The A’s operate this way because they are the personification of frugality. They are the Fiefs of Cheap. Free players are always welcome with open arms at the Coliseum. Another man’s trash is another … well, you know the rest. That’s the A’s model: just squeak by, and if we win, great. If not, great, we’ll still get richer by acting skint. It’s a defeatist attitude that some A’s fans actually embrace and wear like a badge of honor. They brag about getting more wins per dollar spent, like that might possibly be something of which to be proud. It’s professional sports! Wins are ALL that matter, and it doesn’t matter how a team goes about getting them.

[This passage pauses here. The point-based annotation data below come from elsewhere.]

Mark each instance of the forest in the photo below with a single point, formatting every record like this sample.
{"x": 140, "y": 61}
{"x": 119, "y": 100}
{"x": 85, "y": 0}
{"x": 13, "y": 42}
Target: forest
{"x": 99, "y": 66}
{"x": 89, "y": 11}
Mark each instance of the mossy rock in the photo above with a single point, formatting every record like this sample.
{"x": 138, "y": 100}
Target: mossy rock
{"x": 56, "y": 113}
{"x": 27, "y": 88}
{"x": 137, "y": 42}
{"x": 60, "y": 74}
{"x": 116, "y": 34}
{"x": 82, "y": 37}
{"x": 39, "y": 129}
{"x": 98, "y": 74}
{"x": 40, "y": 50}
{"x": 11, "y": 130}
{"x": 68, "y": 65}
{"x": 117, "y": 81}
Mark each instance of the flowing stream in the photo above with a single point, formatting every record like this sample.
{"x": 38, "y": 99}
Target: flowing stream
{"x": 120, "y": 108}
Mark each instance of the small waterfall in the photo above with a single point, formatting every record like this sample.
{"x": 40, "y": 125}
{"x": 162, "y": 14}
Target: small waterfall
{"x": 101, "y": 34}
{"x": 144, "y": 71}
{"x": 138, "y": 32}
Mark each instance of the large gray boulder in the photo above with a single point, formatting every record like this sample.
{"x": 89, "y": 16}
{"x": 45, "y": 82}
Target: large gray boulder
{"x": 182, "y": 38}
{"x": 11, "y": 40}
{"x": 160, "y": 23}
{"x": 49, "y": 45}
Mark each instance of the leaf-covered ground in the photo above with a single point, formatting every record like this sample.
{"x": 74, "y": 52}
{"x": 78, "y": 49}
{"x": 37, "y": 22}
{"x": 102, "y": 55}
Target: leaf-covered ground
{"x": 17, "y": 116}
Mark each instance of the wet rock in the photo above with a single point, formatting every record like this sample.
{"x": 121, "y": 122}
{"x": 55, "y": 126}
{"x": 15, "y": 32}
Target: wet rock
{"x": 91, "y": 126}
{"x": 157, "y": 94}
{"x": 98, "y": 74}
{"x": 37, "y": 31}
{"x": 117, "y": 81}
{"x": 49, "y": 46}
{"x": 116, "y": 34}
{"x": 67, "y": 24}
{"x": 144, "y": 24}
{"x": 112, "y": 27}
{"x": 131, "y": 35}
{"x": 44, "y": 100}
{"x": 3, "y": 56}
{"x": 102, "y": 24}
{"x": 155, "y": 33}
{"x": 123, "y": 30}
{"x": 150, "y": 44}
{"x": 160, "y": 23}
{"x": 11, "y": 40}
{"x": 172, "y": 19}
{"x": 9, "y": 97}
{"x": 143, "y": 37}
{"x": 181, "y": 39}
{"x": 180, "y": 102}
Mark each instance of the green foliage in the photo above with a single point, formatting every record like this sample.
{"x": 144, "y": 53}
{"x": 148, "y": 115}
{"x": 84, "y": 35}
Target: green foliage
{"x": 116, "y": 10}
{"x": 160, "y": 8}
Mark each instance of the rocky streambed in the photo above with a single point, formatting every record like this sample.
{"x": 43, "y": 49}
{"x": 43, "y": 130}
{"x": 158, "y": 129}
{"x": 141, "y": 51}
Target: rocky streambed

Take a quick glance at the A’s 40-man roster, and you’ll see plenty of players who were deemed surplus to requirements in another big league city. The A’s new closer, Edward Mujica is one. So is outfielder Jake Smolinski. Also pitchers Felix Dubront, Dan Otero, Evan Scribner, Pat Venditte, Taylor Thompson, and Jesse Chavez. This is an obscene amount of castaways to have on board. Every once in a while, a jettisoned player has some real value. Jesse Chavez is one. And spare a thought for the newest member of the unwanted, Danny Valencia, because he is a rare case. Valencia was actually having a pretty good season for Toronto (.293, 7 HR, 29 RBI) , but when the Blue Jays overhauled 20% of their active roster by trading for five new players, open spots needed to be created and Valencia found himself as cannon fodder.
Whenever a released player goes through waivers, the league that player was in gets first dibs, rating from worst to first. Therefore the A’s had the very first crack at Valencia and wisely snapped him up. This moves allows the team to get Eric Sogard and his .240 average out of the lineup by moving Brett Lawrie to second base and placing Valencia at third. Many might see this as a “bold move,” but I beg to differ. There are no bold moves when you are the worst team in the league, only middling ones. But this new acquisition does make the team better, and any good news for A’s fans at this point is worth at least a mild shout. Valencia also has two more years of team control, so he has the chance to stick around past October.
When I saw yesterday that Houston had DFA’d Dan Straily, I figured the over/under for Billy Beane to claim him was around 3:00pm. As of this writing, the former A’s pitcher was not yet back in the Green & Gold fold. Just give it a few more minutes … it’s going to happen. Why? Because that’s how this A’s ownership group rolls. Why pay for players when they seem to grow on trees?